Reading annotation uncertainty as a biological signal
2026-05-31
Paper: Briefings in Bioinformatics
Single-cell RNA sequencing has become a standard tool in modern biology. By measuring gene expression in individual cells, we can infer what type of cell each one is and how its state may differ across conditions. In many biological studies, this is used to compare two experimental conditions, such as a genetically modified animal versus a wild type, a drug-treated sample versus a control, or patient tissue versus normal tissue.
Yet in real collaborative projects, we often encounter a recurring problem. Experiments are rarely designed simply to rediscover cell types that are already well defined in a reference atlas. More often, they ask whether a perturbation, treatment, or disease state creates a change that has not been observed before. In that case, the most interesting cells may be precisely the ones that do not fit cleanly into the reference. Conventional annotation pipelines often treat this ambiguity as noise or as a low-confidence label.

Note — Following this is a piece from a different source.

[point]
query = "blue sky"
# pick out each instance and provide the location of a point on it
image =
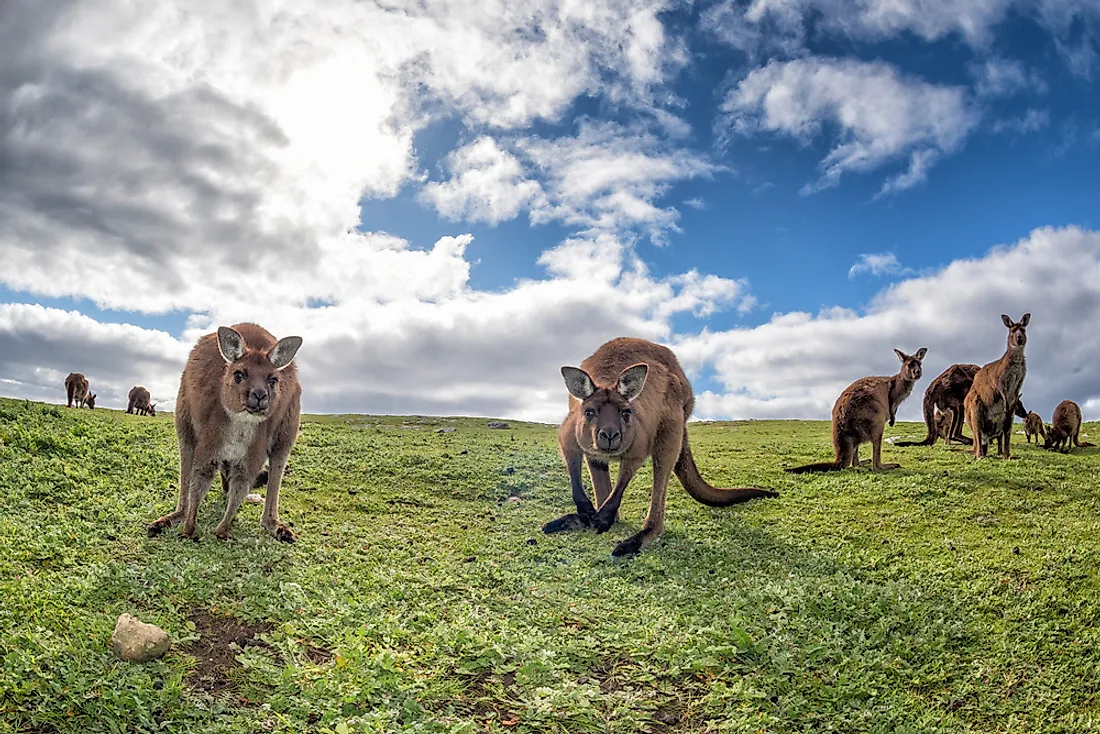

AnnQ was developed to capture these ambiguous moments. Instead of using reference-based annotation probabilities only to assign a cell type, AnnQ asks how stable the cell identity is and how far the cell appears to move away from the reference. It classifies cells into uncertainty states such as G0, G1, G2, and G3, while also estimating out-of-reference scores. The key point is that AnnQ can reveal subtle lineage-level shifts even when no clearly separated new cluster appears.
For example, in a Fezf2 perturbation setting, a distinct new cluster may not emerge. However, if G1 increases within a specific neuronal lineage and the OOR tail expands, we can begin to say that the identity of those cells is becoming unstable. In cancer datasets, even malignant cells that are forcibly annotated against a normal reference can be examined through G1 and OOR shifts, allowing us to trace drug-tolerant persister states, EMT-like transitions, or metastatic precursor states.
This AnnQ paper is a short methods paper. I see many opportunities to apply this framework to experimental and patient-derived datasets, and it continues to generate unusual and interesting ideas for us. This work was led by Davin Lee and Gaeun Byeon. I am grateful to them for trusting an unusual idea from their PI and turning it into a working method. I look forward to seeing where this line of thinking takes us next, especially in the context of virtual cells and perturbation biology.